Menut: coin from Kingdom of Valencia (Spain)

MENUT: COIN OF VALENCIA (SPAIN)

Menut, 1667-1699: Kingdom of Valencia (Spain)

Menut (dinero menut), 1667-1699: Kingdom of Valencia (Spain)

Ruler: Charles II of Spain (Carlos II El Hechizado) — the last Habsburg ruler of the Spanish Empire.

The year indicated on the coin is completely lost.

Stylized plant ornament (flowering tree) inside a beaded circle — so called in Latin "Arbor ad modum floris" (the traditional heraldic symbol of Valencia).

Portrait of King Carlos II.

More than 90% of obverse and reverse legends are lost: "VALENCIA ..." and "CAROLUS II REX".

For several centuries in a row, the Kingdom of Valencia issued dinero with an almost unchanged design as a whole: only the names of other monarchs were indicated (but today almost all coins of this type have practically lost the legends) and slightly different busts of the rulers were depicted (but with the then completely imperfect technique of performing images on small coins, and again due to the poor state of preservation of similar coins, most of these busts are very similar to each other). To be honest, it is very easy to confuse some of the menut varieties: I admit that this coin may be misidentified...

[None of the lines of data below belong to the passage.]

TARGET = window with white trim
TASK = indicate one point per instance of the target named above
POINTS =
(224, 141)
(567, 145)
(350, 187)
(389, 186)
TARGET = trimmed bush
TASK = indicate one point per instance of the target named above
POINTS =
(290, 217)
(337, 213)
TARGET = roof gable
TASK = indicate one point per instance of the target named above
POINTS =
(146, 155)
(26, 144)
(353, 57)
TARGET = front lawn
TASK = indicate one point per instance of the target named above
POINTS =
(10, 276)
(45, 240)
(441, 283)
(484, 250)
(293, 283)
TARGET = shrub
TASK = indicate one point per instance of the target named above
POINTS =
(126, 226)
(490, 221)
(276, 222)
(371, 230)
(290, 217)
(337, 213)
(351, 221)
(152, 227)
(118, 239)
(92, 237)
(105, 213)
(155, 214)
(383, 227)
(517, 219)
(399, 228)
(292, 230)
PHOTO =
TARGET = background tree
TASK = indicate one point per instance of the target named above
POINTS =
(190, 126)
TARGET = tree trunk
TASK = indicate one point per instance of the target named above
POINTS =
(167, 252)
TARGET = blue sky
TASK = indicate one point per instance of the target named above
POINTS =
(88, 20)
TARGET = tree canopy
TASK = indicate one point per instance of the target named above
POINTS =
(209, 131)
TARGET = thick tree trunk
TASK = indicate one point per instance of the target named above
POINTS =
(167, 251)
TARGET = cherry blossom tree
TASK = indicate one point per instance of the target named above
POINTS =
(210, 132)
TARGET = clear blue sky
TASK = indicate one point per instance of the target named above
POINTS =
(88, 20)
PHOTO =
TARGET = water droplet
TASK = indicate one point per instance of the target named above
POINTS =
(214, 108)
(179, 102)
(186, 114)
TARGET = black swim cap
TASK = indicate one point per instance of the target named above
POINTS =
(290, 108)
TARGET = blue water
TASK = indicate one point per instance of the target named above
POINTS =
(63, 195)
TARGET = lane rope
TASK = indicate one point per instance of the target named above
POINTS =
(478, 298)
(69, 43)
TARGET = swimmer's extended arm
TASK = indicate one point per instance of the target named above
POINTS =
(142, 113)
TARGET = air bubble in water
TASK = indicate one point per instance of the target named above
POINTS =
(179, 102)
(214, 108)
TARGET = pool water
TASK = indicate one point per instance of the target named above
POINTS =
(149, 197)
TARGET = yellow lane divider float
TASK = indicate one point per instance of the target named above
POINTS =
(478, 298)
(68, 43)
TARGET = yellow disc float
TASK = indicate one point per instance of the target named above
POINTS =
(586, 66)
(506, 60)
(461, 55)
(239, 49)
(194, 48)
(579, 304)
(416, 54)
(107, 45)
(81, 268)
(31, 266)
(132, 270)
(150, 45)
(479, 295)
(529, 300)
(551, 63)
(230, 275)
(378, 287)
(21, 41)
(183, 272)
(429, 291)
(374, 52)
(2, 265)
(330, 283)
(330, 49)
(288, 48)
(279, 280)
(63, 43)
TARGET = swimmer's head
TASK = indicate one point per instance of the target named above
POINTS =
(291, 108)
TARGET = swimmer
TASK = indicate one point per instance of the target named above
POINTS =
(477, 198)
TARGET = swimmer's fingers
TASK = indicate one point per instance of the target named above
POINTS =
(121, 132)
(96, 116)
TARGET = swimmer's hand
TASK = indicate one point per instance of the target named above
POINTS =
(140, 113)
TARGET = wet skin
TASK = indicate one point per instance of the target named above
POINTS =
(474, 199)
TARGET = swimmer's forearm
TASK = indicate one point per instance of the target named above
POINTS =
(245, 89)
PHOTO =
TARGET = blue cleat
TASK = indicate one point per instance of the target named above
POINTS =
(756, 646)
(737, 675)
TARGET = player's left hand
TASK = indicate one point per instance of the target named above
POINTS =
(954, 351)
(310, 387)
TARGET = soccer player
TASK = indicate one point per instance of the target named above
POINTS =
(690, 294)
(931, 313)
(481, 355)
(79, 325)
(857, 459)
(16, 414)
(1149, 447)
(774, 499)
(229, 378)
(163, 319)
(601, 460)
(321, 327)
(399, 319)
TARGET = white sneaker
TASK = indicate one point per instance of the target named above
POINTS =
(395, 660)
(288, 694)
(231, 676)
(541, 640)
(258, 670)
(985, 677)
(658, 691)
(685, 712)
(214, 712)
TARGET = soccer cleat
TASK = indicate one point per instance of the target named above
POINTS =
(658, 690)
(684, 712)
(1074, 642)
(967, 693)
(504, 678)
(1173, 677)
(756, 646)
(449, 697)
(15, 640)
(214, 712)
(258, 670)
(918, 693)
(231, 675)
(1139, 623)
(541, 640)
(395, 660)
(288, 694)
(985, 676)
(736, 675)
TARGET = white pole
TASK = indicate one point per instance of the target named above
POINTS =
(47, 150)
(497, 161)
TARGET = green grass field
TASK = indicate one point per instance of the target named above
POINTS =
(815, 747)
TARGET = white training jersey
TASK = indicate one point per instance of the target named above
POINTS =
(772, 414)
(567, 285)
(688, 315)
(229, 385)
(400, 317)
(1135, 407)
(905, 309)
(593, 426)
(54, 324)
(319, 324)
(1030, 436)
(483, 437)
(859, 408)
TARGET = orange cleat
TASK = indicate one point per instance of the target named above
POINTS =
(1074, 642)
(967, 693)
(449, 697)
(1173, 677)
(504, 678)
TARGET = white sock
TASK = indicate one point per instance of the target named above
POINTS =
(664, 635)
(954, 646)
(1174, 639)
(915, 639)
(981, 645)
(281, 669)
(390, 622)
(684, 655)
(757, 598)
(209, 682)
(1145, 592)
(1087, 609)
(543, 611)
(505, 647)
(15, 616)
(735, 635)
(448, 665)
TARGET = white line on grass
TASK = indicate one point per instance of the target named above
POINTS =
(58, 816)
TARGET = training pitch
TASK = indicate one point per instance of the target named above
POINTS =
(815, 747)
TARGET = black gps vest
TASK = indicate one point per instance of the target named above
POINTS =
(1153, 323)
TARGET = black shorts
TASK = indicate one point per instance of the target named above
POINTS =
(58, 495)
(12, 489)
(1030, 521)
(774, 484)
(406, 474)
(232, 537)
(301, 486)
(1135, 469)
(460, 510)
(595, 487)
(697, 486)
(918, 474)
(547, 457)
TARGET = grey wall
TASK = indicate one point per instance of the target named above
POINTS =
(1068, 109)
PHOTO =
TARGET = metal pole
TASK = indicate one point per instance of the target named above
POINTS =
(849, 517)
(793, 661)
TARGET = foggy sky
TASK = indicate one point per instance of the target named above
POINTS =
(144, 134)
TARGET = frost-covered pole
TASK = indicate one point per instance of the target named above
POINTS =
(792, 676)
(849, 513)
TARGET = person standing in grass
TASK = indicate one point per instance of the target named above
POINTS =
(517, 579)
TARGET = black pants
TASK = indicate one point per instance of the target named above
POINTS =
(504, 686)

  • Silver (billon): 15 mm - 1.15 g
  • Reference price: 10$

COIN MENUT — WHERE & WHEN (coins catalog: by names & emitents)
  1. KINGDOM OF VALENCIA, SPAIN (13th-17th centuries): menut (dinero) = 1/18 real = 1/240 libra as conventional, accounting monetary unit

MENUT (menudo, dinero manut / menudo) as coin name.
Menut or menudo is a small billon and copper coin of the Kingdom of Valencia, issued from the 13th to the 17th century (approximately: somewhat contradictory data are given in various numismatic catalogs).
The name of the coin menut translated from the Catalan language (used in Valencia and Barcelona) means "small".
In general, the coin was called Dinero Menut or Dinero Menudo ("small dinero"). However, the term "menut" (sometimes: "menudo") is also used among numismatists.
It is quite easy to distinguish menut from other Spanish dinero: all of them contain a portrait of the king and a characteristic floral ornament (so-called, in Latin, "arbor ad modum floris" — "flowering tree"). Both images were contained within circles lined with beads/peas, outside of which was placed the legend: the name of the ruler and the inscription "VALENCIA".
In the Italian medieval states (Genoa, Sardinia...) there was also a similar coin — the minuto ("Denaro Minuto").